AAAI2026

LUMIN: A Longitudinal Multi-modal Knowledge Decomposition Network for Predicting Breast Cancer Recurrence

Chunyao Lu, Tianyu Zhang, Xinglong Liang, Yuan Gao, Luyi Han, Xin Wang, Nika Rasoolzadeh, Tao Tan, Ritse Mann

Abstract

Accurate prediction of breast cancer recurrence after treatment is essential for improving long-term outcomes. However, existing models are limited by three key challenges: (1) they typically rely on single-modal data, missing cross-modal interactions; (2) they analyze static snapshots, failing to capture disease progression over time; and (3) they often perform coarse feature fusion, lacking semantic disentanglement and interpretability. To address these issues, we propose LUMIN (Longitudinal Multi-modal Knowledge Decomposition Network), a novel framework that integrates longitudinal mammograms and electronic health records (EHRs) for recurrence prediction.
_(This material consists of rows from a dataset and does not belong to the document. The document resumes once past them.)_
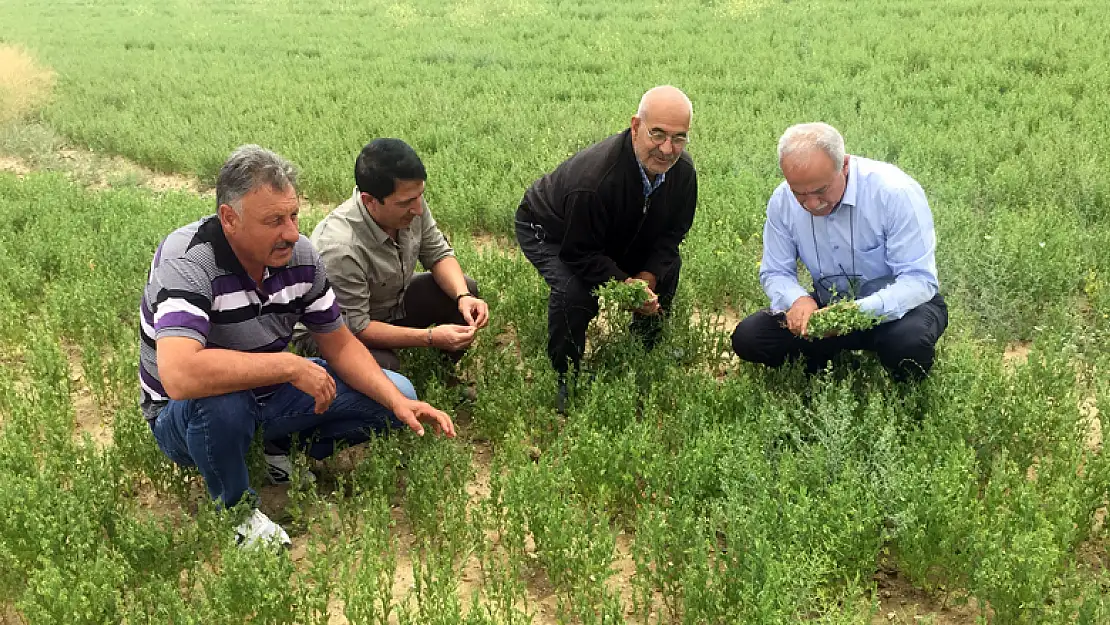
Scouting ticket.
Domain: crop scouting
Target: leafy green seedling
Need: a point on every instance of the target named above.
(616, 295)
(839, 319)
LUMIN leverages a vision-language contrastive pretraining backbone to align multi-modal representations and introduces two knowledge extraction modules: (1) a Cross-Modal Disentangled Knowledge Extractor (CM-DKE) that separates shared, complementary, and modality-specific information across imaging and text; and (2) a Temporal Evolution Disentangled Knowledge Extractor (TE-DKE) that captures time-invariant, time-varying, and time-specific features to model disease dynamics. Experiments on a large-scale dataset of 3,924 patients and 19,684 exams show that LUMIN significantly outperforms state-of-the-art baselines, demonstrating its effectiveness in capturing both multi-modal semantics and temporal heterogeneity for recurrence prediction.